As journalist Stephen McClarence recently wrote:

A MAN in baggy knee-length shorts and canvas shoes is scolding a small boy in sailor-striped T-shirt. “Toby, do behave,” he snaps, brandishing a baguette. “And where on earth has Bertie got to?” Aldeburgh, on the Suffolk coast, is no place for hoi polloi or honky-tonk. Never has been. Even before it became a “Cultural Village of Europe”, even before its annual festival gave it cultural kudos, there was broad consensus about its upmarket appeal.


A half-timbered kiosk on the seafront serves cafĂ© latte. The gift shops stock designer bath caps at £15 a throw. And at weekends, metropolitan holiday-homers turn the place into Boden-on-Sea, the social embodiment of smart-casual.

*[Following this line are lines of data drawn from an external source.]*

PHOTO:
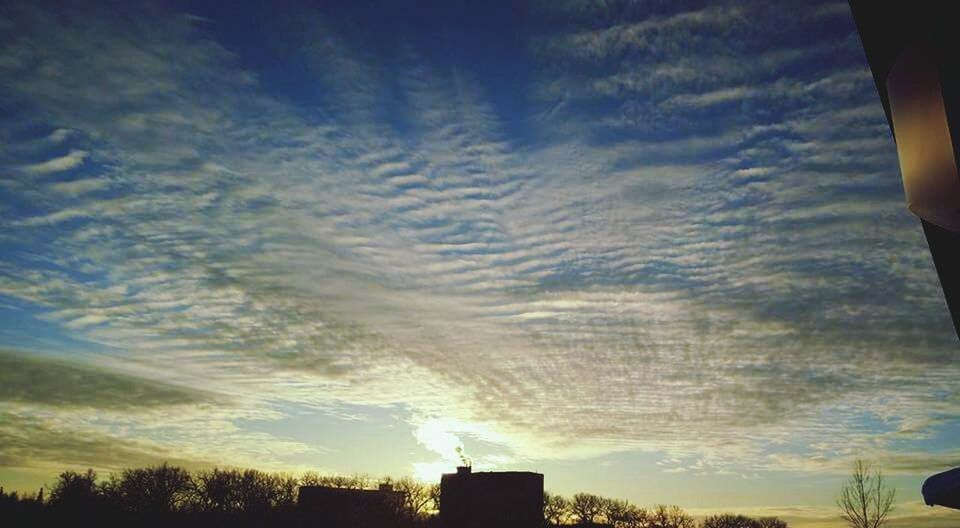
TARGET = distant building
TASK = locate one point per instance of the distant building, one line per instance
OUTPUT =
(349, 508)
(512, 499)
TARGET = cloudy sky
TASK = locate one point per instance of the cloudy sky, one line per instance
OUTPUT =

This is Umbria-in-Anglia, with prawn-pink and pale-primrose holiday cottages rented out at up to £1,600 a week. Hollyhocks in the gardens, dried starfish and model lighthouses in the front windows, bicycles with wicker baskets propped up against the fences.

On dull days, when the sea is a melancholy browny-grey, it’s a place to read P. D. James and listen to Test Match Special, and watch Ayckbourn or Wilde at the Jubilee Hall summer theatre.

“They’re all lords and ladies here, all Captains and Sirs,” says a shop assistant. “Don’t get me wrong, they’re lovely people, but they’re the only ones who can afford to live here.”

And there, as they say, is the rub. This entire stretch of coast, with its winning combination of beautiful landscapes, unspoilt, historic villages and a thriving arts scene, has made the local housing unaffordable to the average punter. I suspect that many traditional Orford families now live in the less aesthetically pleasing environs of Ipswich.

There were a few fishermen down by the quay who commented on what a "Boo'ful evenin'" it was, but they seemed like extras in a play that was populated by an almost exclusively middle class cast. If Orford seems frozen in time, that may be because the average age of its citizens is several decades older than the national average. During my visit, two days ago, almost everyone I saw was white, middle class and over 50.

The Jolly Sailor pub seemed traditional enough, but my lunch was served by a slightly scary eastern European girl who barked "Fiss? Fiss? Fiss?" until I nodded my ascent. What had happened to the locals?

I don't blame people for wanting to live in an episode of Midsomer Murders, but I'm glad that Lewes is still a working town with a broad social mix (albeit heavily weighted towards graduates). Orford was beautiful, but it felt like a gated community and given the house prices, it effectively was.

2 comments:

Lucille said...

Is the Butley Orford Oysterage still there? Not posh enough perhaps.

Steerforth said...

Still there and thriving, by all accounts.